We are like leaves on a tree. To a human looking at leaves on a tree, it seems quite natural that in the autumn the leaves turn color and fall to the ground. People come from hundreds of miles away to places like Vermont just to see this beautiful sight. This beauty of autumn is death to the individual leaves.
Leafdom is good, but in a way treedom is better.
When I die someday, I'll be like a leaf on a tree. If I'm focused on the tree, and feel as part of the tree instead of as an individual leaf, I won't have to regret dying. Actually I'll be just shaking like a leaf, more likely, but I'm just saying that individual dying doesn't have to be so bad a thing if we understood the situation better. After shaking in fear for a while, I'll eventually die and be still, which in a way is better than shaking anyway, and death takes me there to stillness even if I fail to do it otherwise. Good things happen even if I fail as an individual.
So I thought, for a few years, but today I had an additional thought: Today it finally occurred to me to ponder what is a tree leaf thinking about all this?
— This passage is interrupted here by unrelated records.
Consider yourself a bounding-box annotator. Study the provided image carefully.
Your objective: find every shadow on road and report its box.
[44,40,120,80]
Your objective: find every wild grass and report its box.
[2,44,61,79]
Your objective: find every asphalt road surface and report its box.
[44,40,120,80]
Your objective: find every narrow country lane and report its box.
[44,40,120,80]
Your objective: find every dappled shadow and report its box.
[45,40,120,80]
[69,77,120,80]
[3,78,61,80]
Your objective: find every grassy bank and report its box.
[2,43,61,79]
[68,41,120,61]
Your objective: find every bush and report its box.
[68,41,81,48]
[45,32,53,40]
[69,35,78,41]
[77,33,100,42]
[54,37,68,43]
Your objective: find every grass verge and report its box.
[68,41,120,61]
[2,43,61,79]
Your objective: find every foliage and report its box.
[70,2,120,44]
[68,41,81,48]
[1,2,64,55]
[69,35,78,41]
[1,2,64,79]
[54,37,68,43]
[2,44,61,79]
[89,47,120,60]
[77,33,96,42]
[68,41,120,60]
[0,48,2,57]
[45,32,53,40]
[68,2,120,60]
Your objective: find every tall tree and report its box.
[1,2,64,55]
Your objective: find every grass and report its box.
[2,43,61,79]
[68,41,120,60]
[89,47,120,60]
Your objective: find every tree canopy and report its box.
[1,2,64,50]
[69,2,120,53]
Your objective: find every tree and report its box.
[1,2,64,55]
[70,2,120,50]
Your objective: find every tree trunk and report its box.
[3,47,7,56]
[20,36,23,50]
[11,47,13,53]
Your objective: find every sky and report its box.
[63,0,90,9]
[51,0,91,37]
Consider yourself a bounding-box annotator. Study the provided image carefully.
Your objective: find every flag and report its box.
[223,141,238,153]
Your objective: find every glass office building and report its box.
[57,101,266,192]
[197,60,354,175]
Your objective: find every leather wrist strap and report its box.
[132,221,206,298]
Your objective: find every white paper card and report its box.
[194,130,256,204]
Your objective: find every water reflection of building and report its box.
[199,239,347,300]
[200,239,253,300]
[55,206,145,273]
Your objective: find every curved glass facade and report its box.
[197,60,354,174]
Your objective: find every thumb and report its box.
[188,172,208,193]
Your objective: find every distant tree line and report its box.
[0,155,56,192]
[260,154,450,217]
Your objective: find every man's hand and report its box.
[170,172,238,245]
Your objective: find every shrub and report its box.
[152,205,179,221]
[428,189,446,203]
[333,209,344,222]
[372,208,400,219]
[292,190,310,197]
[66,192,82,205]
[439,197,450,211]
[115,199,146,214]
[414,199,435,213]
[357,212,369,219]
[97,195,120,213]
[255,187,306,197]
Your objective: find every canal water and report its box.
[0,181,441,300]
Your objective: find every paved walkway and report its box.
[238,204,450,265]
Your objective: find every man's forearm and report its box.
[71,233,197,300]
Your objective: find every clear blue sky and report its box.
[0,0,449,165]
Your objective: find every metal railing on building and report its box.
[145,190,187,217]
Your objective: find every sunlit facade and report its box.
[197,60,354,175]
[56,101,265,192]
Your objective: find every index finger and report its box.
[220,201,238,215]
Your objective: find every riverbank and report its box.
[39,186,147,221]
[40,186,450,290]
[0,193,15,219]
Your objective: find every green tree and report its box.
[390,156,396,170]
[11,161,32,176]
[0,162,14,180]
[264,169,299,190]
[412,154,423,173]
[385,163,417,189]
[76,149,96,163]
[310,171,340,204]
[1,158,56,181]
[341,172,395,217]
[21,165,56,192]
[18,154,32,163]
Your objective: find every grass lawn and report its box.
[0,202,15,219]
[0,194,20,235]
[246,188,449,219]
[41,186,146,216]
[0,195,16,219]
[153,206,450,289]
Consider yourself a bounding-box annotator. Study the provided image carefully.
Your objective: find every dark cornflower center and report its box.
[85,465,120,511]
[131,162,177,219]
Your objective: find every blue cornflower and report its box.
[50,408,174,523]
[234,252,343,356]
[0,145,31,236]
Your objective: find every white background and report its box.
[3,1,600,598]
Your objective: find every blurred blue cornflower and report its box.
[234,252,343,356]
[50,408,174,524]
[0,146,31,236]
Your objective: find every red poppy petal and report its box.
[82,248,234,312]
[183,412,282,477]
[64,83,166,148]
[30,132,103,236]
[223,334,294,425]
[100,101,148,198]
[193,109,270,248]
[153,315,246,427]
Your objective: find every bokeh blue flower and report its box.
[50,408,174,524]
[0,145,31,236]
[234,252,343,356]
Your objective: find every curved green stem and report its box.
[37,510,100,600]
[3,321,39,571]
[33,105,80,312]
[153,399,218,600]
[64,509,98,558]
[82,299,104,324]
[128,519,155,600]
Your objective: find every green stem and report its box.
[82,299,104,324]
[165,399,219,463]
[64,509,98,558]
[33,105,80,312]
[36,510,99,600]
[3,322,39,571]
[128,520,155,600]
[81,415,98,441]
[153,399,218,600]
One leaf, named Henry, had an old friend, Arnold, who was changing color and getting ready to fall, which is to die. Henry was sad about it and not really agreeing with the idea that Arnold would ever die. When the day finally came, Arnold dropped away. With a great cry of anguish, Henry yelled, "Hold on Arnold! I'm coming!" And with a great effort, Henry detached himself from his stem-base and launched himself into the air, and went flying after Arnold. Arnold wasn't paying much attention to Henry. Arnold was just going about his business, which at the moment was to drift slowly to the ground.
Arnold came to rest on the ground. Henry, by contortions and contractions, came down as fast as he could, and landed right next to Arnold, and immediately began performing leaf-to-leaf resucitation on Arnold. After a little while of this, Arnold woke up, or was revived, and looked up at Henry, a little crossly, and said, "What are you doing?" Henry, breathless, shouted, "I've saved you! You're alive!" But Arnold, annoyed, said, "What for? What now? Look at us! Look up at the tree! What shall we do now?"
Henry gazed upward, at the tree branches far above, from whence they came. No way would they ever get back up there, unless a tornado happened along and they were both extremely lucky. He looked around but the weather was nice and it didn't look like any tornado would be along for a long time.
Arnold was too wise to stay annoyed for long. He explained: "Henry! It's natural for me to come to the ground at this time. It's what I was meant to do! The forest needs me to fertilize the next generation of trees. The very tree we came from" -- here he gazed upward reverently -- "has to shed leaves as part of its seasonal cycle. If we all stuck to it forever, the tree would suffocate and die. Moreover" -- and here he got a very thoughtful look -- "if we could stay green forever and autumn never came, we and everybody around us would get so bored that we'd be better off dead. Let the new generations grow! Let the world exhale and inhale, expire and inspire! Love the new baby leaves. That's what life is about. The new baby leaves are the spirit of the world -- they have boundless joy. I serve them by settling into the earth this way. If I insisted on staying up there on the tree, I'd only be impeding the inspiration and joy that is to come."
Arnold peered closely at Henry, who was at least quiet now, though still grieving. Arnold said, "You can grieve for me the individual leaf; that's okay, though not ultimately necessary. But now that you're down here with me, savor the ground! Love the environment now, and the role we have now in it! This is what we are meant for now, just as surely as in the earlier time we were meant to be green."